Barmer-Report: Schmerzmitteltherapie oft unnötig riskant
Patientinnen und Patienten in Deutschland erhalten häufig eine für sie riskante Schmerzmitteltherapie. In falscher Kombination könnten Schmerzmittel gefährliche Wechselwirkungen haben, heißt es in dem am Mittwoch veröffentlichten Barmer-Arzneimittelreport. Auch entspreche die Schmerztherapie in vielen Fällen nicht den medizinischen Leitlinien. Das sind Handlungsempfehlungen, die Ärzten und Patienten bei der Entscheidungsfindung helfen sollen.
Die Kasse ließ die medikamentöse Schmerztherapie von ambulant behandelten Barmer-Versicherten ab 18 Jahren ohne Tumorerkrankung untersuchen. Auf Deutschland hochgerechnet erhielten demnach im Jahr 2021 rund 17,1 Millionen gesetzlich Versicherte eine solche Schmerztherapie.

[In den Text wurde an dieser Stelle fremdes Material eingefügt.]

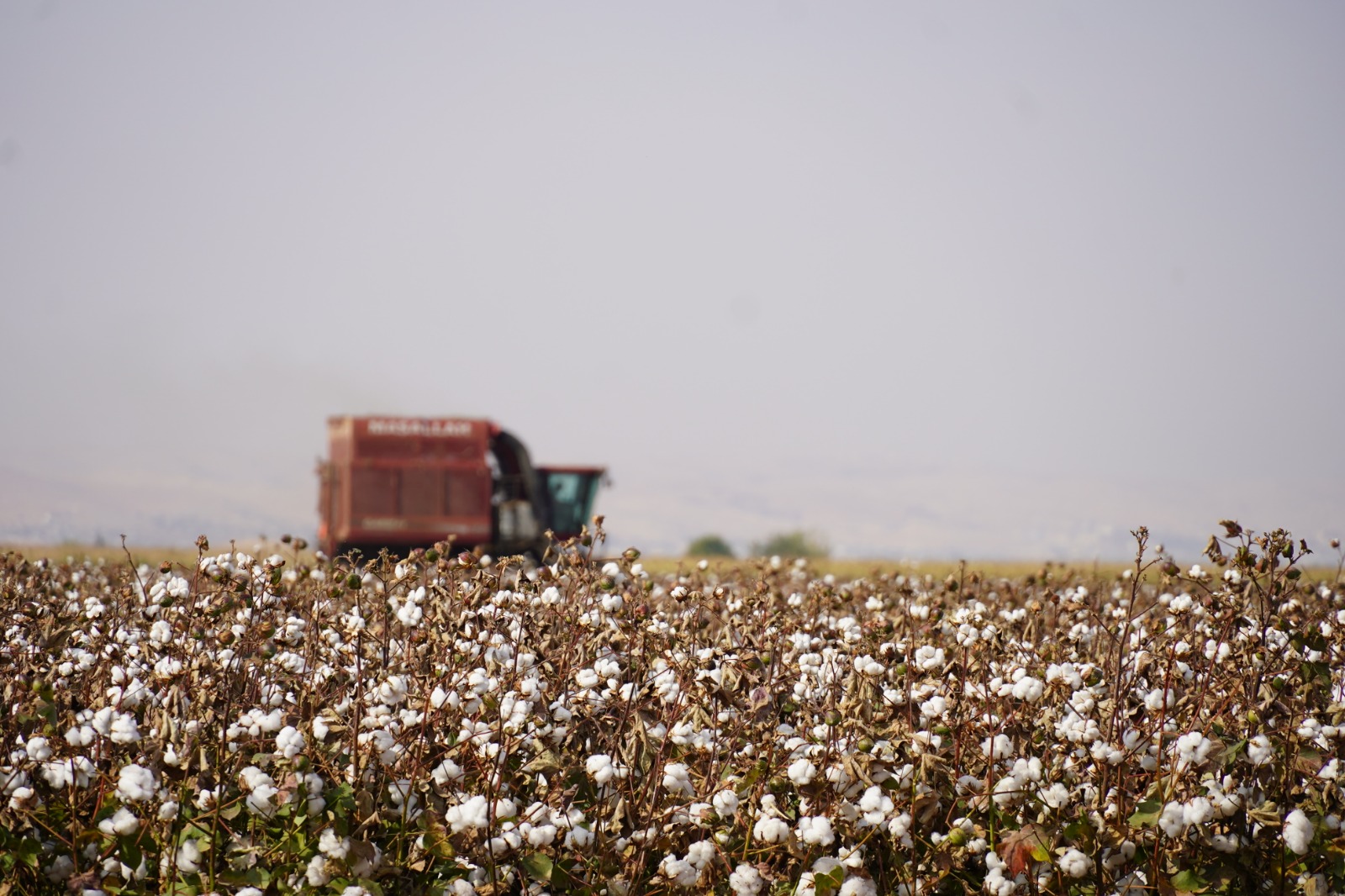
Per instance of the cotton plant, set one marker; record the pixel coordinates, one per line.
(475, 724)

Allerdings bekamen rund 526.000 Versicherte trotz Herzschwäche Schmerzmittel wie Ibuprofen oder Diclofenac verschrieben, obwohl die medizinischen Leitlinien davon abraten. Denn auch ein nur kurzer Einsatz dieser Medikamente kann die Leistung des Herzens deutlich verschlechtern. Dadurch kann die Zahl der Krankenhausaufenthalte steigen, ebenso das Sterberisiko.
Auch bei der Therapie mit Opioiden, also sehr starken Schmerzmitteln wie Morphin, kommt es dem Report zufolge zu vermeidbaren Fehlern. 2021 erhielten hochgerechnet rund 2,7 Millionen gesetzlich Versicherte ohne Tumorerkrankung ein Opioid. Drei von zehn Betroffene erhielten parallel dazu kein Abführmittel, obwohl dies die Leitlinien so vorsehen. Dadurch verfünffacht sich das Risiko für einen Darmverschluss. Fünf von 10.000 Patienten mit einer Opioidtherapie müssen jedes Jahr wegen dieser Komplikation ins Krankenhaus.

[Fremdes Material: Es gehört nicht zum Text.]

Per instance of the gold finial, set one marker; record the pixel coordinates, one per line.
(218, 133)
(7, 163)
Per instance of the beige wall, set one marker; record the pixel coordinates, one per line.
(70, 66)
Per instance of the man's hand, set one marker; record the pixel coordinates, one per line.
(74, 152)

Beim Einsatz von sehr starken Schmerzmitteln gibt es dem Report zufolge weitere Risiken. So sollten Opioide nicht zusammen mit Beruhigungsmitteln, sogenannten Tranquilizern, angewendet werden, weil die Gefahr schwerer Nebenwirkungen bis hin zu vermehrten Todesfällen drohe. Dennoch habe rund jeder zehnte Barmer-Versicherte mit einer Opioidverordnung zugleich ein Beruhigungsmittel erhalten. Hier würden Patienten vermeidbar gefährdet, erklärte Studienautor Daniel Grandt vom Klinikum Saarbrücken.
"Gerade die Kombination vermeintlich harmloser Schmerzmittel kann fatale Folgen haben", warnte Barmer-Chef Christoph Straub. Die meist durch mehrere Ärzte verordnete Therapie sei ohne digitale Unterstützung kaum überschaubar. Straub forderte einen verbindlichen Einsatz digitaler Helfer in der Arzneimittelversorgung, um den Überblick über die Gesamtmedikation und alle Neben- und Wechselwirkungen zu behalten.